Last week, a friend of mine told me that one of his Web servers was brought low when Apache Cocoon, an open source document-publishing framework, filled up a disk volume with a log file. At that point, Cocoon — and the Apache Web server that it fed — quietly shut down.
Solving the problem by flushing the log took only a few minutes once the cause was identified. However, the situation brought out the cautionary tale that if we leverage bits we didn’t write ourselves, we’ll never know everything about how those bits will behave under every circumstance.
That’s not an issue exclusive to open source code, of course; it applies to commercial applications and middleware, Web services, hosted SaaS apps, and applications mashed together using SOA.
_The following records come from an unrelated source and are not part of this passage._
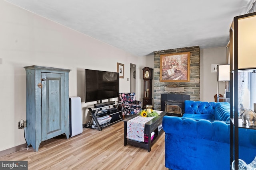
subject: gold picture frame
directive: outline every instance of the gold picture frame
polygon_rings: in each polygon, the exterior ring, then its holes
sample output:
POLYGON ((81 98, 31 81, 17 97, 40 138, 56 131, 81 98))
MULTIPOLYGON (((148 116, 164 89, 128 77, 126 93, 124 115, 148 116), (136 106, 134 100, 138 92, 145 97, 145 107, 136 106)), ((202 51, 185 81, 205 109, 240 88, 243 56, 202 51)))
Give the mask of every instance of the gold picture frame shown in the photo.
POLYGON ((117 72, 119 73, 119 78, 124 78, 124 64, 117 63, 117 72))
POLYGON ((160 55, 160 82, 188 82, 190 52, 160 55))

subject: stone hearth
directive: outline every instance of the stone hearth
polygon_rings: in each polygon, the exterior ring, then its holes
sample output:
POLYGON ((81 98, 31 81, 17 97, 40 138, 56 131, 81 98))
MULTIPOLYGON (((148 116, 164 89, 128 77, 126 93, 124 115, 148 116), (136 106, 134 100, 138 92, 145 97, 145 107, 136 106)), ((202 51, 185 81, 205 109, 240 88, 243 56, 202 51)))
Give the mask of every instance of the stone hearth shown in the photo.
POLYGON ((162 110, 161 94, 186 94, 190 100, 199 101, 200 83, 200 49, 194 46, 162 50, 154 52, 154 107, 162 110), (190 52, 189 82, 160 82, 160 55, 190 52))

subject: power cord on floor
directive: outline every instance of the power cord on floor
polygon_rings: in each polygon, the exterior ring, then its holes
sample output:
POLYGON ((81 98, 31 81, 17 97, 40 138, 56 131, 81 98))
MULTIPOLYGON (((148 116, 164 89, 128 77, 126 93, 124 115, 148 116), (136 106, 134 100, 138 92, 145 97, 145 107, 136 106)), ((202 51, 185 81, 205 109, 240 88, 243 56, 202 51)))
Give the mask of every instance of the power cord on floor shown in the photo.
POLYGON ((93 125, 92 125, 91 122, 92 121, 92 119, 90 119, 89 122, 86 122, 86 123, 84 124, 83 126, 83 127, 84 128, 91 128, 91 129, 94 129, 94 126, 93 125))

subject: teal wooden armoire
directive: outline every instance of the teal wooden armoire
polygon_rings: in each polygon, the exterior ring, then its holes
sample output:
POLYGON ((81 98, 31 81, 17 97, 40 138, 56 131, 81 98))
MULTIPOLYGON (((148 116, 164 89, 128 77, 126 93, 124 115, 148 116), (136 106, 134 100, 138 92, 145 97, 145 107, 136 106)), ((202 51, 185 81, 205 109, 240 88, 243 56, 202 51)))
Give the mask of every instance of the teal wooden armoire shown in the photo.
POLYGON ((38 150, 42 141, 69 136, 68 74, 71 70, 38 66, 26 71, 26 127, 28 146, 38 150))

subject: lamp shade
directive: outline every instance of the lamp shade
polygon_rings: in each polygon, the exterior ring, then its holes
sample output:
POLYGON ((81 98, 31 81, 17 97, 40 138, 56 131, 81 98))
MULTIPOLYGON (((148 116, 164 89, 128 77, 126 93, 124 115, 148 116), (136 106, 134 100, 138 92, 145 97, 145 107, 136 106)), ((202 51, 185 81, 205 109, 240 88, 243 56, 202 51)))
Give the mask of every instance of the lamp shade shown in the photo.
POLYGON ((229 81, 230 78, 230 64, 217 66, 217 81, 229 81))

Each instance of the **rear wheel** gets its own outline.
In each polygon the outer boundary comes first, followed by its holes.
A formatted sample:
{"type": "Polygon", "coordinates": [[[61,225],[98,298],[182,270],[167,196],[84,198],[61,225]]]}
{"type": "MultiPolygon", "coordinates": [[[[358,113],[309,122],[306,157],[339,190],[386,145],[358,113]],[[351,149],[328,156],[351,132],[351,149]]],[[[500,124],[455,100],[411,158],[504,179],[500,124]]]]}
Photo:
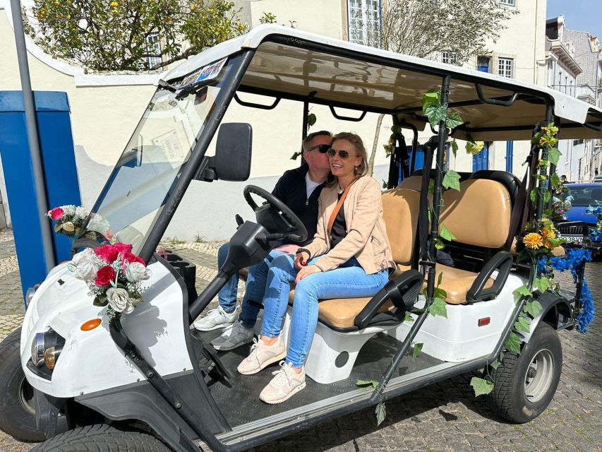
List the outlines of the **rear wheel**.
{"type": "Polygon", "coordinates": [[[35,423],[33,388],[21,367],[20,338],[18,328],[0,343],[0,429],[20,441],[44,441],[35,423]]]}
{"type": "Polygon", "coordinates": [[[155,436],[138,430],[123,431],[107,424],[90,425],[56,435],[31,452],[169,452],[155,436]]]}
{"type": "Polygon", "coordinates": [[[522,424],[548,407],[560,379],[562,347],[556,331],[540,323],[520,355],[507,353],[493,370],[489,407],[498,416],[522,424]]]}

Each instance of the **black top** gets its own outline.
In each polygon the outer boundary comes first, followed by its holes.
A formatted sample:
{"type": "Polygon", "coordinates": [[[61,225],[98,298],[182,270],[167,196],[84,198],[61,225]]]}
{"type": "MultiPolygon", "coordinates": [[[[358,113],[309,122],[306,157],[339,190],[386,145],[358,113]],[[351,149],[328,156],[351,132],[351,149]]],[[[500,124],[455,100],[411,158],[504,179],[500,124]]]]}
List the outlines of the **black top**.
{"type": "Polygon", "coordinates": [[[324,188],[324,184],[320,184],[313,189],[308,198],[305,176],[308,169],[307,165],[303,165],[300,168],[289,170],[278,179],[272,191],[272,194],[288,206],[305,225],[307,239],[299,243],[301,246],[311,242],[315,235],[318,229],[318,198],[324,188]]]}
{"type": "MultiPolygon", "coordinates": [[[[339,194],[339,199],[343,196],[342,193],[339,194]]],[[[332,223],[332,230],[330,231],[330,248],[336,246],[347,234],[347,222],[345,221],[345,202],[343,201],[343,205],[339,209],[337,213],[337,218],[335,218],[335,222],[332,223]]]]}

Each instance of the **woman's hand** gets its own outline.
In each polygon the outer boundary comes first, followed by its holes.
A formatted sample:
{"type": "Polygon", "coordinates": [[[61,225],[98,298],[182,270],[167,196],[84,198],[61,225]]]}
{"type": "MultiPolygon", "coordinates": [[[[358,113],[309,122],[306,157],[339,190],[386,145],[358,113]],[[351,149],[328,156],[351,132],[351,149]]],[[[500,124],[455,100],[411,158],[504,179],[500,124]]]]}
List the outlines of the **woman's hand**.
{"type": "Polygon", "coordinates": [[[309,254],[305,251],[295,254],[295,268],[301,270],[307,264],[308,260],[309,254]]]}
{"type": "Polygon", "coordinates": [[[320,271],[322,270],[320,270],[320,268],[316,267],[315,266],[308,266],[307,267],[303,267],[299,270],[299,273],[297,273],[297,277],[295,278],[295,284],[298,284],[303,278],[307,278],[312,273],[318,273],[320,271]]]}

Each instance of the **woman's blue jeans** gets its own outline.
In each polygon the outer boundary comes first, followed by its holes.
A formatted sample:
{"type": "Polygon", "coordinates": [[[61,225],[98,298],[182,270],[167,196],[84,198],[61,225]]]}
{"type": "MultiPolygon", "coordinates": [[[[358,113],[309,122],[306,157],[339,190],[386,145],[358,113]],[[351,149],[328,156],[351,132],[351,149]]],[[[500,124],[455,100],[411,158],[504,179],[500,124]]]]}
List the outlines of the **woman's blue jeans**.
{"type": "MultiPolygon", "coordinates": [[[[229,243],[224,243],[217,251],[217,266],[221,268],[226,261],[228,256],[228,250],[230,249],[229,243]]],[[[255,266],[249,267],[248,276],[246,281],[246,290],[243,297],[241,315],[239,316],[243,325],[246,328],[253,328],[257,321],[257,316],[260,308],[255,304],[249,303],[249,300],[261,304],[263,295],[265,292],[265,281],[267,279],[267,270],[272,264],[275,258],[282,256],[280,251],[272,251],[262,262],[255,266]]],[[[236,309],[236,292],[239,287],[239,274],[234,273],[226,282],[219,293],[217,299],[219,306],[226,312],[234,312],[236,309]]]]}
{"type": "MultiPolygon", "coordinates": [[[[319,258],[318,256],[311,259],[308,265],[319,258]]],[[[290,254],[279,256],[272,261],[263,299],[262,335],[275,338],[280,335],[289,303],[290,285],[298,273],[294,266],[294,256],[290,254]]],[[[372,297],[385,287],[388,277],[387,270],[366,275],[353,258],[338,268],[312,273],[299,281],[295,287],[291,340],[286,362],[294,367],[301,367],[305,363],[318,324],[318,299],[372,297]]]]}

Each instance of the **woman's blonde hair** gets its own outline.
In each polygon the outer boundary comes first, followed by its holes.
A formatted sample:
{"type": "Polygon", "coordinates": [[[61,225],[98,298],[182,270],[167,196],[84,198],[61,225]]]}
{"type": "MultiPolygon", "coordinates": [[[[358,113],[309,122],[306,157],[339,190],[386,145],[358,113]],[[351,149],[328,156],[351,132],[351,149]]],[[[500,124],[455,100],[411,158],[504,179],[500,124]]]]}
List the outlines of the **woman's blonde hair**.
{"type": "Polygon", "coordinates": [[[363,141],[359,137],[359,135],[351,132],[341,132],[332,136],[332,141],[330,141],[330,145],[337,140],[347,140],[351,143],[356,148],[357,155],[361,157],[361,163],[359,167],[356,167],[356,176],[366,176],[368,174],[368,152],[363,145],[363,141]]]}

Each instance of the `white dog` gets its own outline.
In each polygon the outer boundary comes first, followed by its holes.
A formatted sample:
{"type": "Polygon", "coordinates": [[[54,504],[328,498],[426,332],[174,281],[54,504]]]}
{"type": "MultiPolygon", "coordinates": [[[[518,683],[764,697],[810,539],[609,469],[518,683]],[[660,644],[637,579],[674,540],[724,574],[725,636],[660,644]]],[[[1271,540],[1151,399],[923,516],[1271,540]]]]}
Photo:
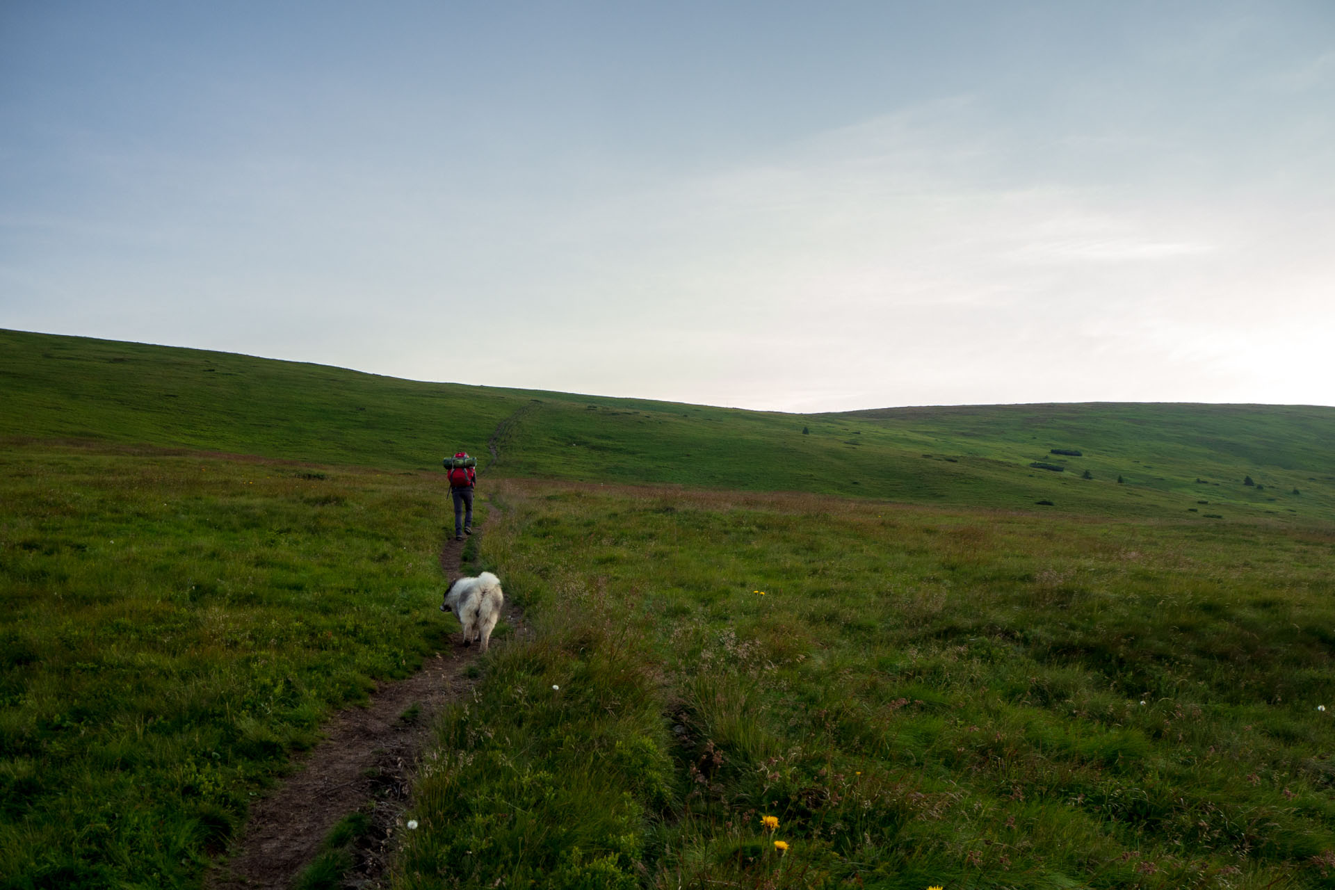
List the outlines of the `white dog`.
{"type": "Polygon", "coordinates": [[[470,644],[474,639],[482,643],[482,651],[487,651],[491,640],[491,630],[501,618],[501,606],[505,604],[505,594],[501,591],[501,579],[489,571],[477,578],[461,578],[450,584],[445,591],[445,603],[441,611],[453,611],[454,616],[463,624],[463,644],[470,644]]]}

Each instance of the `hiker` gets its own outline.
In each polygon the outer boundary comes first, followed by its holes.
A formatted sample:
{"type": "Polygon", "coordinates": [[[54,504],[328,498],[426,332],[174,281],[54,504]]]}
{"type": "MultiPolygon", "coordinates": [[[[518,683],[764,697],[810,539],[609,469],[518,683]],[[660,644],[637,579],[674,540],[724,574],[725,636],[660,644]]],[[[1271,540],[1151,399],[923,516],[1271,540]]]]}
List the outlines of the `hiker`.
{"type": "MultiPolygon", "coordinates": [[[[454,463],[462,464],[461,458],[467,456],[467,451],[459,451],[454,455],[454,463]]],[[[473,490],[478,484],[478,471],[471,466],[454,466],[449,475],[450,496],[454,498],[454,539],[463,540],[463,535],[473,534],[473,490]]]]}

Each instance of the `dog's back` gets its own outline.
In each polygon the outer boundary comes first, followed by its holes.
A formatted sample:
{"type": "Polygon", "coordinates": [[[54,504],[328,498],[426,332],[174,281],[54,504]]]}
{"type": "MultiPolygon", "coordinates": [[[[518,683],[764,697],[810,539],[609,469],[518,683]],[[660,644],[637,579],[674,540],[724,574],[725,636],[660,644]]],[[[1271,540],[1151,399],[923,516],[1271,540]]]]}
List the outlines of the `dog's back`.
{"type": "Polygon", "coordinates": [[[463,626],[463,644],[469,646],[477,639],[485,652],[503,606],[505,592],[501,590],[501,579],[485,571],[477,578],[461,578],[450,584],[450,590],[445,594],[445,606],[441,608],[454,610],[463,626]]]}

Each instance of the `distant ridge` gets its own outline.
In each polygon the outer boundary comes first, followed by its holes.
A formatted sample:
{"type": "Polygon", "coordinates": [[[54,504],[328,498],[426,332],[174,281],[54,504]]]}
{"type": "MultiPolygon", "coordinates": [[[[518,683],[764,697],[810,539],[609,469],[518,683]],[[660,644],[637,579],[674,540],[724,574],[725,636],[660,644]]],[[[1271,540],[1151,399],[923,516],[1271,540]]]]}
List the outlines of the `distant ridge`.
{"type": "Polygon", "coordinates": [[[1335,408],[1320,406],[1093,402],[792,415],[0,331],[0,436],[65,446],[434,471],[458,448],[487,460],[491,443],[487,471],[513,476],[1005,510],[1051,500],[1091,515],[1183,516],[1210,500],[1226,518],[1335,519],[1335,408]],[[1063,474],[1029,466],[1052,448],[1081,456],[1064,458],[1063,474]],[[1248,476],[1258,484],[1243,486],[1248,476]]]}

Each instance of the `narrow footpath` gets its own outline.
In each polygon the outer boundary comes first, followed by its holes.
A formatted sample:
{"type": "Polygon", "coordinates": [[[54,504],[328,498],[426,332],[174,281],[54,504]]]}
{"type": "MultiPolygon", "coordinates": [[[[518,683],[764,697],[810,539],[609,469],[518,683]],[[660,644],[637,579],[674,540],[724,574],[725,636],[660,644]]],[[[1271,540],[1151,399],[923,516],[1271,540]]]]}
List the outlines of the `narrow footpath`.
{"type": "MultiPolygon", "coordinates": [[[[447,536],[441,550],[446,576],[442,595],[449,582],[463,574],[463,544],[447,536]]],[[[522,631],[522,618],[509,603],[505,620],[511,639],[522,631]]],[[[255,803],[244,834],[231,855],[215,865],[206,886],[287,890],[319,854],[338,821],[358,810],[371,815],[372,827],[352,849],[354,867],[344,886],[383,886],[398,846],[394,835],[410,803],[417,763],[431,742],[435,717],[473,683],[465,671],[477,659],[478,648],[463,648],[453,631],[450,642],[413,677],[380,683],[368,705],[334,715],[323,727],[324,739],[295,758],[292,774],[255,803]],[[410,713],[414,706],[417,710],[410,713]]]]}

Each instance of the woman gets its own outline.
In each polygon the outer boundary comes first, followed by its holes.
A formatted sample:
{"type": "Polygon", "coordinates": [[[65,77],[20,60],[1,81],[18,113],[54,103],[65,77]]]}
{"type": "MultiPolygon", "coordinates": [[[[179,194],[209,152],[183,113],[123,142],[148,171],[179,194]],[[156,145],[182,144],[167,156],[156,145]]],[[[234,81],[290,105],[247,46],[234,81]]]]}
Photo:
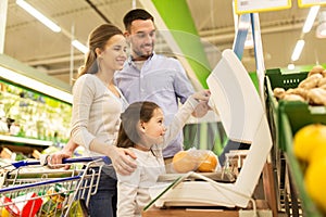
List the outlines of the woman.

And there ain’t nuthin’ you can do about it, other than expect the unexpected all the time.
What about code that your development teams have written? Can you trust that you know everything that it’s doing? Of course not. In many cases, you have no idea what’s really going on behind the scenes. That’s true whenever you use external libraries, or generate code with wizards, or use just about any other feature of today’s higher-level languages.
This point was brought home recently in an excellent talk on machine architecture by Herb Sutter, a C++ guru and software architect at Microsoft. (In his spare time, Herb chairs the ISO C++ standards committee.) His two-hour talk, called “Machine Architecture: Things Your Programming Language Never Told You,” can be watched on Google Video, and should be required viewing for your architects and senior developers.
Regarding his talk, Herb writes, “Would you be surprised to discover that only about 1% (one percent) of all the transistors on your modern CPU exist to ever compute anything? And that the other 99% (ninety-nine percent) of your CPU’s transistors are essentially dedicated to nothing but hiding memory latency? Those are round numbers, of course. But you get the idea…”
Pass this link around your staff. Make some popcorn and set up a group viewing in a conference room. You’ll be glad you did.
And what about that Oct. 10th bug? Last week, I heard about a piece of integation glue logic that failed when, for the first time this year, a date field’s month/day went to four digits (1010). Since every previous instance had been two or three digits, the design flaw in the new mashup app went undetected. Whoops!